PRESCRIBE: Predicting Single-Cell Responses with Bayesian Estimation¶
Conference: NeurIPS 2025 arXiv: 2510.07964 Code: GitHub Area: Computational Biology / Single-Cell Perturbation Prediction Keywords: single-cell perturbation prediction, uncertainty quantification, Bayesian estimation, deep evidential regression, pseudo E-distance
TL;DR¶
PRESCRIBE is a framework that jointly models epistemic uncertainty (model unfamiliarity with inputs) and aleatoric uncertainty (inherent randomness of biological systems) in single-cell perturbation prediction via multivariate deep evidential regression. It generates a pseudo E-distance as a unified uncertainty proxy; filtering unreliable predictions based on this metric yields accuracy improvements exceeding 3%.
Background & Motivation¶
Predicting the effects of genetic perturbations on cells is a critical task in drug development and gene therapy. Although existing machine learning methods (e.g., GEARS, scGPT) achieve high overall accuracy, they can produce severely erroneous predictions for specific instances—particularly for gene perturbations that are unseen during training and functionally distant from training examples.

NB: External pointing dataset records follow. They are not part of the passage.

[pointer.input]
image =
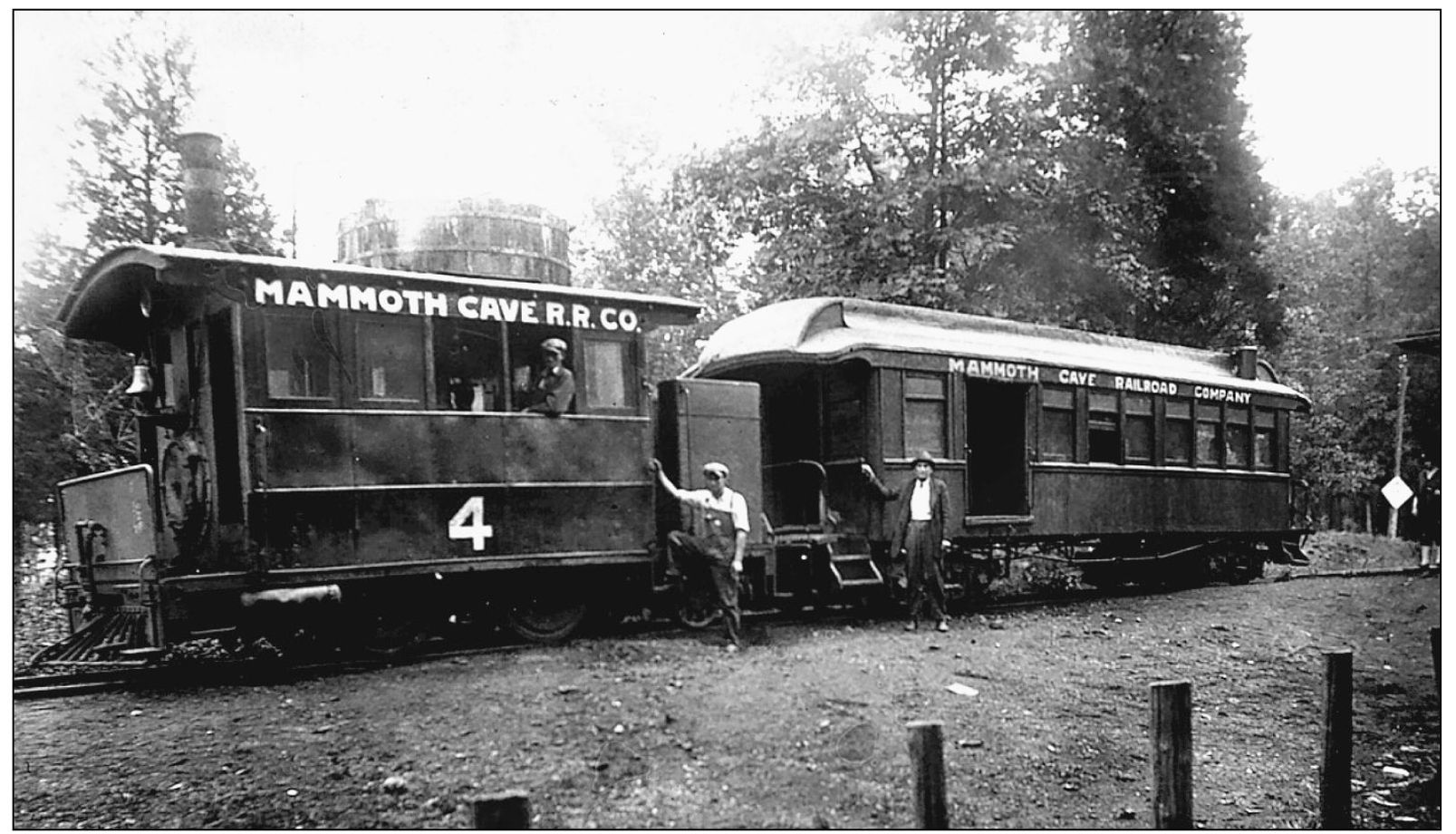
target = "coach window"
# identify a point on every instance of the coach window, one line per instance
(300, 354)
(925, 414)
(1059, 422)
(1263, 439)
(1178, 432)
(1139, 436)
(1104, 441)
(1237, 433)
(844, 410)
(392, 361)
(1210, 435)
(607, 379)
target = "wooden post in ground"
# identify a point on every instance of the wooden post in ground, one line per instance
(1436, 655)
(501, 812)
(1334, 774)
(928, 759)
(1172, 754)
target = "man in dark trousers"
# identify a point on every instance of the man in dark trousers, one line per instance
(718, 539)
(919, 529)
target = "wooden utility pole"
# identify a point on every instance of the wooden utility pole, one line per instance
(501, 812)
(928, 757)
(1172, 754)
(1400, 435)
(1334, 773)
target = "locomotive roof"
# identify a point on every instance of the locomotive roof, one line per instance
(834, 328)
(102, 304)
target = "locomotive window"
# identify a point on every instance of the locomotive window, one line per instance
(1237, 433)
(392, 361)
(300, 356)
(925, 414)
(1263, 439)
(1178, 443)
(607, 369)
(1210, 435)
(1104, 439)
(1057, 424)
(1139, 428)
(527, 364)
(469, 366)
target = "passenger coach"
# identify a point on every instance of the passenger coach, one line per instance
(321, 433)
(1130, 458)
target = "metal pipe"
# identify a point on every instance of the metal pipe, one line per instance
(293, 596)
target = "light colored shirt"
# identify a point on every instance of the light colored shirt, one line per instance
(921, 500)
(731, 503)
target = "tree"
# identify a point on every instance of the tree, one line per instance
(126, 184)
(666, 239)
(897, 172)
(1360, 268)
(1163, 85)
(932, 163)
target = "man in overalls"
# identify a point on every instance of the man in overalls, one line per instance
(718, 539)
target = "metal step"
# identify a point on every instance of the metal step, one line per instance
(855, 570)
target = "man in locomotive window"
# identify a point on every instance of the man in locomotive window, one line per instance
(718, 539)
(554, 387)
(919, 529)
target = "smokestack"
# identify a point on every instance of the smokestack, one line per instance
(1247, 362)
(203, 189)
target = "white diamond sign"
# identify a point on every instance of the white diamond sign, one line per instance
(1396, 491)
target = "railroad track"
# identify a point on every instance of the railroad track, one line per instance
(274, 671)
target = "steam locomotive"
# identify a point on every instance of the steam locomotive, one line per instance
(338, 454)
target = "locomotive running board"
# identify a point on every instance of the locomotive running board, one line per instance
(855, 570)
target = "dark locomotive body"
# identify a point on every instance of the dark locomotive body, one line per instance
(1130, 460)
(350, 443)
(340, 454)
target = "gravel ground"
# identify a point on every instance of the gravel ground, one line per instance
(803, 730)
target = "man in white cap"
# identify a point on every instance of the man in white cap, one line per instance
(555, 385)
(718, 539)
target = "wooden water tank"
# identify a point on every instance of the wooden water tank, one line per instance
(488, 238)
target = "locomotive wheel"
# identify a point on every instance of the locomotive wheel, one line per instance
(698, 613)
(546, 618)
(389, 636)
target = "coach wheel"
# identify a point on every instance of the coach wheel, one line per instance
(546, 618)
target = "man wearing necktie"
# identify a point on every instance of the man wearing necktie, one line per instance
(919, 529)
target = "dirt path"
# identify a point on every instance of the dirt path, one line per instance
(804, 730)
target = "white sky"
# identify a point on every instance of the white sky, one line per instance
(337, 107)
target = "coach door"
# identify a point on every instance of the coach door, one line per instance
(996, 465)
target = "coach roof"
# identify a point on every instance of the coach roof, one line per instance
(832, 328)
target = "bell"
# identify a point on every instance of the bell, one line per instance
(140, 378)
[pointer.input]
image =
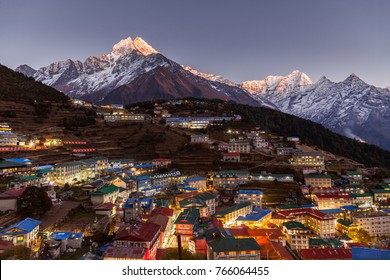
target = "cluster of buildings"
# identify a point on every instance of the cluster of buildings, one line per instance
(155, 207)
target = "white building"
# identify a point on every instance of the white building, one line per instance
(239, 146)
(253, 196)
(376, 224)
(22, 233)
(199, 138)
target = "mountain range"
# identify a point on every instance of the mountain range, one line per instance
(352, 107)
(134, 71)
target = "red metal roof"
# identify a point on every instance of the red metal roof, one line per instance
(163, 211)
(162, 159)
(305, 211)
(335, 196)
(159, 219)
(142, 231)
(105, 206)
(239, 231)
(12, 193)
(273, 250)
(125, 253)
(4, 245)
(325, 254)
(231, 154)
(200, 245)
(272, 233)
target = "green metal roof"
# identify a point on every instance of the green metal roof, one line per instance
(234, 244)
(234, 172)
(105, 190)
(8, 164)
(192, 202)
(326, 242)
(188, 216)
(344, 222)
(355, 195)
(29, 178)
(229, 210)
(294, 225)
(354, 173)
(317, 176)
(380, 191)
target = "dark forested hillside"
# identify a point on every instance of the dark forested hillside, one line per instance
(19, 88)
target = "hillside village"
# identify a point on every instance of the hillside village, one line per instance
(177, 180)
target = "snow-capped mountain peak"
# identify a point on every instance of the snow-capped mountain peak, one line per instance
(128, 45)
(278, 84)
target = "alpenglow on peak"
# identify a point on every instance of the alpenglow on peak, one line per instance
(127, 45)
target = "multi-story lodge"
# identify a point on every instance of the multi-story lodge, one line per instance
(234, 249)
(124, 117)
(253, 196)
(137, 242)
(8, 168)
(67, 172)
(105, 194)
(318, 180)
(381, 194)
(199, 138)
(318, 222)
(273, 177)
(230, 178)
(196, 122)
(239, 146)
(309, 160)
(185, 224)
(231, 214)
(376, 224)
(204, 202)
(332, 201)
(23, 233)
(297, 235)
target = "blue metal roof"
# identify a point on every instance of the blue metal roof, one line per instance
(359, 253)
(147, 165)
(195, 179)
(76, 235)
(261, 213)
(142, 177)
(27, 225)
(249, 192)
(19, 160)
(60, 235)
(349, 208)
(144, 202)
(332, 211)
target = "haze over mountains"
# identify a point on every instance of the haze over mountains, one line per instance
(134, 71)
(351, 107)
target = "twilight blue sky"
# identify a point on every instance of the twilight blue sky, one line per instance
(238, 39)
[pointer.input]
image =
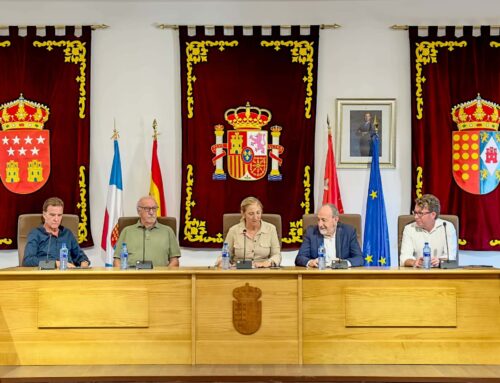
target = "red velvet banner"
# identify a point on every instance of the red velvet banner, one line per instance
(45, 116)
(248, 122)
(456, 156)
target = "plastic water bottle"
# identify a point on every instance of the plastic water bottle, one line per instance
(321, 257)
(225, 257)
(124, 257)
(63, 257)
(427, 256)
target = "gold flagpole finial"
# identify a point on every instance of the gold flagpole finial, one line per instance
(155, 130)
(115, 135)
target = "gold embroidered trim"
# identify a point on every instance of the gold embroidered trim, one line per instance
(420, 183)
(296, 227)
(195, 230)
(74, 52)
(302, 53)
(197, 52)
(82, 205)
(426, 53)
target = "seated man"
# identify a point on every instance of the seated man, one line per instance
(45, 241)
(148, 240)
(428, 228)
(339, 240)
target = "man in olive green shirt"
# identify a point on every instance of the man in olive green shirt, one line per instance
(148, 240)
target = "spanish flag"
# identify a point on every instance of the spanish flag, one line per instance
(156, 187)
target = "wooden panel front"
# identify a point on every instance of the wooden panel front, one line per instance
(424, 307)
(357, 316)
(166, 340)
(93, 308)
(328, 303)
(217, 340)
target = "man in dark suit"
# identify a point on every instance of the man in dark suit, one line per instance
(339, 240)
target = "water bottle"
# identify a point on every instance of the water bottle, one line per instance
(63, 257)
(124, 257)
(225, 257)
(427, 256)
(321, 257)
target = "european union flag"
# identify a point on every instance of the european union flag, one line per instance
(376, 250)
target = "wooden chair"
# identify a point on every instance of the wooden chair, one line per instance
(231, 219)
(167, 221)
(27, 222)
(405, 219)
(348, 219)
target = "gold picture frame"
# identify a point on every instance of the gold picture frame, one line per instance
(356, 118)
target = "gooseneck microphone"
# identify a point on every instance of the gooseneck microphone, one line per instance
(47, 264)
(144, 264)
(447, 263)
(244, 264)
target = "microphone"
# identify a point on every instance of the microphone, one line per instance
(144, 265)
(447, 263)
(47, 264)
(244, 264)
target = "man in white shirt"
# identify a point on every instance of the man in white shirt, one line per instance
(428, 227)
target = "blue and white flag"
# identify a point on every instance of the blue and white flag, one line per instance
(376, 249)
(114, 207)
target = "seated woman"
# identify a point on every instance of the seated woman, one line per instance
(261, 244)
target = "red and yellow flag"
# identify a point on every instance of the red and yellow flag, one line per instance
(331, 190)
(156, 187)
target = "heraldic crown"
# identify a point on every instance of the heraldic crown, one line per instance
(247, 293)
(248, 117)
(476, 114)
(23, 114)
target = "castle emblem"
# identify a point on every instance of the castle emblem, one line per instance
(247, 146)
(24, 146)
(247, 309)
(476, 146)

The core issue is that high average accuracy does not guarantee reliability for individual predictions. This is especially costly in biological experiments, where erroneous predictions can lead to significant waste of experimental resources.
Prediction uncertainty arises from two sources:
Aleatoric uncertainty: The inherent stochasticity of biological systems—the same genetic perturbation may yield diverse cellular outcomes.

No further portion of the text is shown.